The Guardian called it a low-rent performance. I'm not one to argue with such a statement. However, thanks to some inept officiating and a micro-flash of brilliance from Fernando Torres, it's three points gained from a match we likely would have lost a month ago.

How tough is that result on Wigan? Don't get me wrong, we're running away with the points and aren't feeling particularly bad about it either. Still, the visitors just about deserved something from the match. They looked pretty comfortable all day, even if Ali Al-Habsi was forced into a handful of superb saves throughout. Nevertheless, as a whole, Chelsea offered little in the way of entertainment on Saturday, particularly during an opening 45 minutes in which a pigeon took precedent over the actual contest.

And then there was our opening goal, on about 60 minutes. As fine a finish as it was from Branislav Ivanovic, the linesman's decision-making was equally egregious. Bane was at least 32 yards offside when he flicked in Raul Meireles' cross. It really was an amazing decision, one with which Roberto Martinez had every right to be pissed.

Regardless, the goal stood and I think most of us were thinking we were going to push on and wrap this one up in relative style. We should know better by now, though. We don't push on do we? We relax and invite pressure - and, of course, eventually concede.

Our lovely way of handling a lead nearly cost us said lead just moments after we had gone ahead. Bane, doing his best to confirm his status as potentially our best player of the season, cleared off the line a goal-bound shot from a Wigan player I can't place at this time. Never-racking shit. We then had a string of opportunities of our own to wrap up the result, only for Daniel Sturridge to do a Sturridge (shooting from obscene angles and then acting like you did nothing wrong) and for Fernando Torres to make everyone sigh.

Comic relief:

Saturday's color commentator, Tony Gale, had a field day with Torres' initial few minutes on the pitch, including the now infamous two slips. All this coming in addition to Gale coming off as a fucking prick of the utmost order. He baffled audiences worldwide by not only suggesting that Torres slipped because of indecisiveness, but more so by saying Torres wouldn't have slipped at all had he been playing for Liverpool. Someone confiscate this guy's bath salts.

Moving on.

Wigan, as they have over the past couple of weeks, responded well to the few chances we created over the next couple of minutes. A goal never looked likely for the visitors, though we have an uncanny knack for making the unlikely become reality. Such was the case here, with Meireles backing off and Ryan Bertrand, who was otherwise very good, failing to get close to Mohamed Diame. The result was a thunderbolt on 82 minutes from the Senegalese that left Petr Cech with no chance. Wonderful.

As I have learned this season, this was the point in which to turn off the television and go sulk in a corner. I decided not to heed that advice, soldiering on with little expectation.
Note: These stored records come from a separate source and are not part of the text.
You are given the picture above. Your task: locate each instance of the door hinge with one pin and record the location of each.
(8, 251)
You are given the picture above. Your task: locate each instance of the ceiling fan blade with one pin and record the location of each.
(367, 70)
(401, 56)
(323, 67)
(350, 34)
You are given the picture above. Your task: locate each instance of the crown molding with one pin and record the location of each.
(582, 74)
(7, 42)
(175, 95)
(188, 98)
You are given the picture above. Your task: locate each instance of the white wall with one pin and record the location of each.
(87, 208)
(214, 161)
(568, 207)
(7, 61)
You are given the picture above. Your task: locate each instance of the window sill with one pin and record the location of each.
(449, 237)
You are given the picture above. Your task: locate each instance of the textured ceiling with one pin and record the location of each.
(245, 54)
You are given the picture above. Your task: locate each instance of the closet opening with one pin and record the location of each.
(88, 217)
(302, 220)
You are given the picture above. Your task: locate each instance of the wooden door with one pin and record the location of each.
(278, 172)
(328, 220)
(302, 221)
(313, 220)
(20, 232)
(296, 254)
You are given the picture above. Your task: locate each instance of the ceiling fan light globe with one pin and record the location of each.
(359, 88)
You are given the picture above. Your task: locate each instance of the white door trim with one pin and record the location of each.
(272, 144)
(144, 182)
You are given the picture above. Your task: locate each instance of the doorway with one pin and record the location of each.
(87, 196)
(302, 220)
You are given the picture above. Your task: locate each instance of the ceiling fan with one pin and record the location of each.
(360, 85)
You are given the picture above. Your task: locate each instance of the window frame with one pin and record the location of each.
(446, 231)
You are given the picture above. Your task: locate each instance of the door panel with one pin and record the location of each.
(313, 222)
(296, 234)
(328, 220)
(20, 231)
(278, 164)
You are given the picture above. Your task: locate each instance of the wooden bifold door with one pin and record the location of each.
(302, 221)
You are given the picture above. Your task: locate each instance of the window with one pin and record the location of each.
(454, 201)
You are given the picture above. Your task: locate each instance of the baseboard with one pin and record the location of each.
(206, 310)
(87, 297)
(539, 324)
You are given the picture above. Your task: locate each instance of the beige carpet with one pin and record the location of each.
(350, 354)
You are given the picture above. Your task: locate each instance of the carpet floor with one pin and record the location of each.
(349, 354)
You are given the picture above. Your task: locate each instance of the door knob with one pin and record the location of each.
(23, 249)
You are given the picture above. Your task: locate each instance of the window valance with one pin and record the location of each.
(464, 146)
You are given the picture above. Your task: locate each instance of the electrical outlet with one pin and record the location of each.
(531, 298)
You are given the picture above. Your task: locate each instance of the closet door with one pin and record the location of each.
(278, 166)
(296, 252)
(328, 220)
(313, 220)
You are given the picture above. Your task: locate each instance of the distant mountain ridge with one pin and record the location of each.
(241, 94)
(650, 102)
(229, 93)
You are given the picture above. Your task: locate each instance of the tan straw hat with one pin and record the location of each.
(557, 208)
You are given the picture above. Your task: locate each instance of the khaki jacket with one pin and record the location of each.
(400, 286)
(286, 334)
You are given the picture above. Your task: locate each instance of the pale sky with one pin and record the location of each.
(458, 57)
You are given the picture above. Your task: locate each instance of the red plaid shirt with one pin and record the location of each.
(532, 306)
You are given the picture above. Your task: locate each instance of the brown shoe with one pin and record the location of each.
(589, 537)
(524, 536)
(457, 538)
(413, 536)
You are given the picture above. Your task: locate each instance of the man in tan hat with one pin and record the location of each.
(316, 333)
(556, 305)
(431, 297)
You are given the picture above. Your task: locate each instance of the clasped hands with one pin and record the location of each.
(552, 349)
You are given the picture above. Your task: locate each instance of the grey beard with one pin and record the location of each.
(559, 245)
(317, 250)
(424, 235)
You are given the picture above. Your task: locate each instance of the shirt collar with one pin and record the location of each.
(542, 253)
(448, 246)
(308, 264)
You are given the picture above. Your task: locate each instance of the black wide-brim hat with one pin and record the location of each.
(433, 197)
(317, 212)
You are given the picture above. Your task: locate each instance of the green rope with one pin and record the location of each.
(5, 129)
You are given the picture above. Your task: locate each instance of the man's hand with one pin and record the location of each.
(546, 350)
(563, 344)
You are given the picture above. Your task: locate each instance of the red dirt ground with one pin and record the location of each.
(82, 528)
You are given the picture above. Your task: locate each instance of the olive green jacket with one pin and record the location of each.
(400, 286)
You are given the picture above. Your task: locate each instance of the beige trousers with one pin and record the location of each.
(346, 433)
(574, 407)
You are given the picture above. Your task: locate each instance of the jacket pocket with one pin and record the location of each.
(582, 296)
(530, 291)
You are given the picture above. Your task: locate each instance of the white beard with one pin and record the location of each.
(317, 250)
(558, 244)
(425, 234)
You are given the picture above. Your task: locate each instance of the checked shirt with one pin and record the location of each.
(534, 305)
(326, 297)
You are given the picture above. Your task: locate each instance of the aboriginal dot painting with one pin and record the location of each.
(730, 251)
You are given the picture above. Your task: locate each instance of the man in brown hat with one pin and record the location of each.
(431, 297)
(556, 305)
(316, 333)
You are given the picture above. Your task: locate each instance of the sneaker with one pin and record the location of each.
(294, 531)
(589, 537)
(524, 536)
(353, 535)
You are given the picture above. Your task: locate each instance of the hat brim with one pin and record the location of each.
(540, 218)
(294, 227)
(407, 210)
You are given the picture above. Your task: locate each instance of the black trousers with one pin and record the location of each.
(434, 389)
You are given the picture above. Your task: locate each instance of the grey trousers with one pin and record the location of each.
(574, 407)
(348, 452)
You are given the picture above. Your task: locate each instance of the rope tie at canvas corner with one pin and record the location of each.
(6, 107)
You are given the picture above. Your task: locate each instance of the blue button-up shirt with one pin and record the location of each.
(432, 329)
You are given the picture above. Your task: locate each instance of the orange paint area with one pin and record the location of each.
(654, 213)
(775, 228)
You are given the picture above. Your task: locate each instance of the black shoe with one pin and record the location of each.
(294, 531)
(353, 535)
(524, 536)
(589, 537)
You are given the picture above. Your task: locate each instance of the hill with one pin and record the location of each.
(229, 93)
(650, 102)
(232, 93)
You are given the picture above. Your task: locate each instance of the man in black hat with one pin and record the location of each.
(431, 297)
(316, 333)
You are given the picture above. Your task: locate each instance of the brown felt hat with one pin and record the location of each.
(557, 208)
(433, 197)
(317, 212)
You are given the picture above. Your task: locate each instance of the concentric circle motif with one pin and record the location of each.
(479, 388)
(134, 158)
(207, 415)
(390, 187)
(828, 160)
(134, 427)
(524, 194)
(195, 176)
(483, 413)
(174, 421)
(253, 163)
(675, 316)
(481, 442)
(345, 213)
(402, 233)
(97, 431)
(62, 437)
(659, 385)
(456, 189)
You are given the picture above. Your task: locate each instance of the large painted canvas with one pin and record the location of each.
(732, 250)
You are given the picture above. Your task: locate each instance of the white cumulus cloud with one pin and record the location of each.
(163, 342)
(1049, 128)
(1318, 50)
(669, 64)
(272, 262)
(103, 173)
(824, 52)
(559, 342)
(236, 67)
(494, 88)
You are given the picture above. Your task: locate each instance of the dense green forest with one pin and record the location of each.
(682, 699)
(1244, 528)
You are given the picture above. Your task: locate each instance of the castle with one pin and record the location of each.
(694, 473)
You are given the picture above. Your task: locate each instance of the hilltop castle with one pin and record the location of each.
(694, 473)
Thankfully, for my sanity, Chelsea had other ideas.

In the third minute of added time, Didier Drogba picked up the ball on the left side of the box. He looked about for a second before lofting a cross to the other side of the area for an unmarked Torres. The Spaniard, from out of nothing, walloped a spectacular low volley across goal that beat Al-Habsi but not the far post.

Fuck me. Well, not so fast.

Said 'fuck me' was retracted almost immediately when Juan Mata surfaced just south of the Shire and bundled the ricochet from Torres' howitzer over the goal line from, you guessed it, an offside position. It was marginal and I didn't really care. A game-winner it was. Glorious.

Fast forward to today. Arsenal's late win over Manchester City today was a blow, their 2-1 victory leaving us on the outside looking in for a top-four finish. We currently find ourselves five points adrift of Arsenal and three behind Tottenham with six league matches remaining on the docket. Despite this latest development, our approach won't change - all we can do is win out and see where that leaves us. Take care of our own business and I have a feeling somebody above us is going to slip up, Torres style.

On to Monday and a London Derby then. Carefree, bitches.